Improving Fred Hutch access to cloud for data storage and research computing

4 minute read

Written by: Kate Hertweck - Bioinformatics Training Manager (2018-2021)

Over the last few months, I’ve had the pleasure of working with members of Fred Hutch’s Scientific Computing team on improving the infrastructure associated with cloud computing and storage for research data.

The previous method with which labs were set up with cloud storage and compute services was designed several years ago. Since then, two things have continued to develop: first, the services offered through AWS, and second, the number of labs interested in using AWS services. We have a much better idea now of the type of functionality labs require, as well as what parts of using AWS storage and compute have been most difficult. Moreover, the previous system wasn’t scalable to the number and nature of collaborations we have on campus. A few of the tasks that had previously challenged labs but are easier with the new system include:

  • Sending and receiving data with external collaborators
  • Running multiple AWS batch compute environments
  • Tracking and controlling costs for AWS services
  • Monitoring, alerting, and security systems for cloud resources

A more detailed technical description of the differences between these systems is available in this announcement. In general, the new system will provide accessibility to information that make it easier for labs to store, access, and analyze data.
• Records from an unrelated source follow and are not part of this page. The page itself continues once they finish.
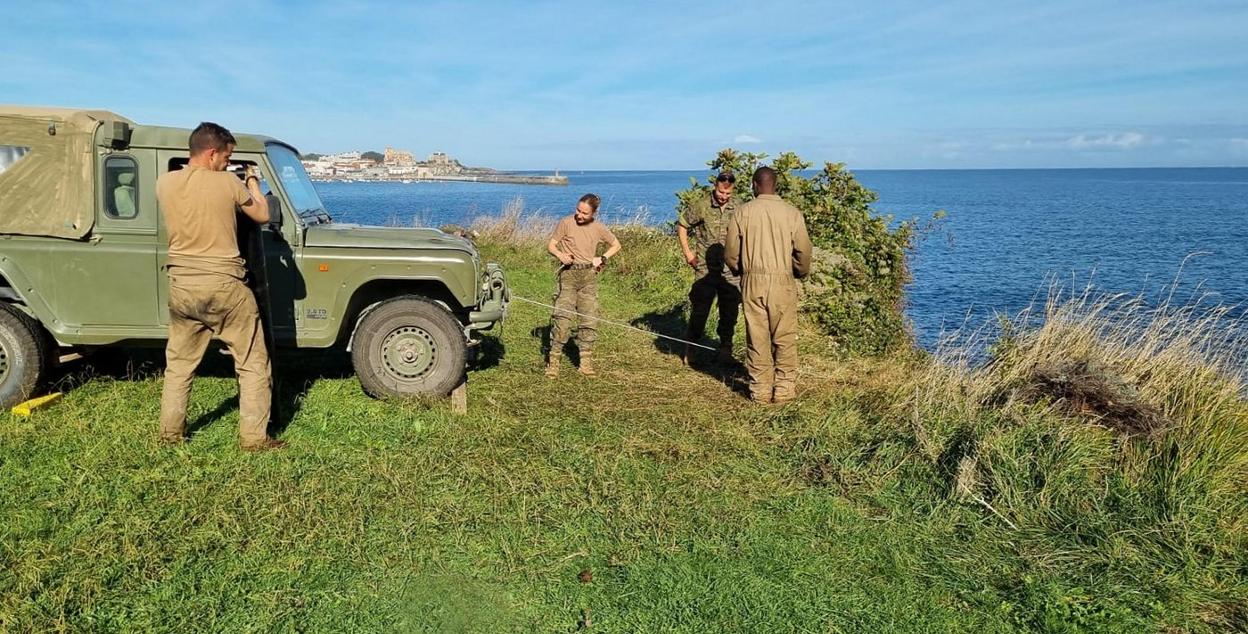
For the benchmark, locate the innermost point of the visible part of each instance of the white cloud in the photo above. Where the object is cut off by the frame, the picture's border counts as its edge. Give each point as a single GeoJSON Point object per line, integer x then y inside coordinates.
{"type": "Point", "coordinates": [1111, 141]}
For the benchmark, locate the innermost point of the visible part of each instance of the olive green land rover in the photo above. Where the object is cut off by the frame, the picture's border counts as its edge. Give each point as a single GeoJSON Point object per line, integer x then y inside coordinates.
{"type": "Point", "coordinates": [82, 246]}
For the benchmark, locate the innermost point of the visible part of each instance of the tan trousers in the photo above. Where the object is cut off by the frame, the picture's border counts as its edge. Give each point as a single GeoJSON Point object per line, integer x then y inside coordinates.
{"type": "Point", "coordinates": [578, 291]}
{"type": "Point", "coordinates": [770, 307]}
{"type": "Point", "coordinates": [202, 306]}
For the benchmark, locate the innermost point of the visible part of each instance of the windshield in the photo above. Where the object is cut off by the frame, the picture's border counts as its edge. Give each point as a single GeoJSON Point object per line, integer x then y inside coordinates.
{"type": "Point", "coordinates": [298, 187]}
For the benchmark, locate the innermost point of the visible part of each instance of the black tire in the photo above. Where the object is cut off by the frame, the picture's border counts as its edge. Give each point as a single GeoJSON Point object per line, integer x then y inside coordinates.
{"type": "Point", "coordinates": [25, 356]}
{"type": "Point", "coordinates": [407, 347]}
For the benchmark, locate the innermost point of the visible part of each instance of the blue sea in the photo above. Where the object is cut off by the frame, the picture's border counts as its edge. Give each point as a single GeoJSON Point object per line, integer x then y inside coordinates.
{"type": "Point", "coordinates": [1007, 237]}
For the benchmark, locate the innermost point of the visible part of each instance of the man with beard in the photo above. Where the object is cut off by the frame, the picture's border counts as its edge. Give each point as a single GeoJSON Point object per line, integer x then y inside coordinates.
{"type": "Point", "coordinates": [575, 242]}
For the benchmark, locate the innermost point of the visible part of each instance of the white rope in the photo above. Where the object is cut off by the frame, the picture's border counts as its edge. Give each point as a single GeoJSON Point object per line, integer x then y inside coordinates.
{"type": "Point", "coordinates": [608, 321]}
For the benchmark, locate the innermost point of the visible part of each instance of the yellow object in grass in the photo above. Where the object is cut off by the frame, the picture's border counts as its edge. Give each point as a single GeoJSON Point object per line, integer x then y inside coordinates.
{"type": "Point", "coordinates": [35, 403]}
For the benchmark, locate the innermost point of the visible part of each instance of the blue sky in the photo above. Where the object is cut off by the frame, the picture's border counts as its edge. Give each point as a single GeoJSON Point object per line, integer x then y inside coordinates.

SciComp is currently in the process of migrating research labs from the old AWS system to the new infrastructure. During my time on the project, I was impressed by SciComp’s efforts to povide reliable yet flexible cloud capabilities to a wide variety of users. I took some time to talk with Jeff Tucker, the member of Scientific Computing primarily responsible for designing, creating, and administering the new AWS system. I’ve summarized our discussion below, and hope it helps you understand the hows and whys of the cloud migration project.

How did you decide how to set up the new AWS cloud system?

We talked to a subset of existing cloud users on campus, specifically asking about pain points, such as: what tasks in the cloud are difficult to accomplish? Moreover, we looked at how the existing infrastructure had developed over the years. Reverse engineering the process allowed us to see why specific features had been designed in certain ways, and helped us anticipate some of the difficult parts of implementing the new system.

How does the new infrastructure help reproducibility?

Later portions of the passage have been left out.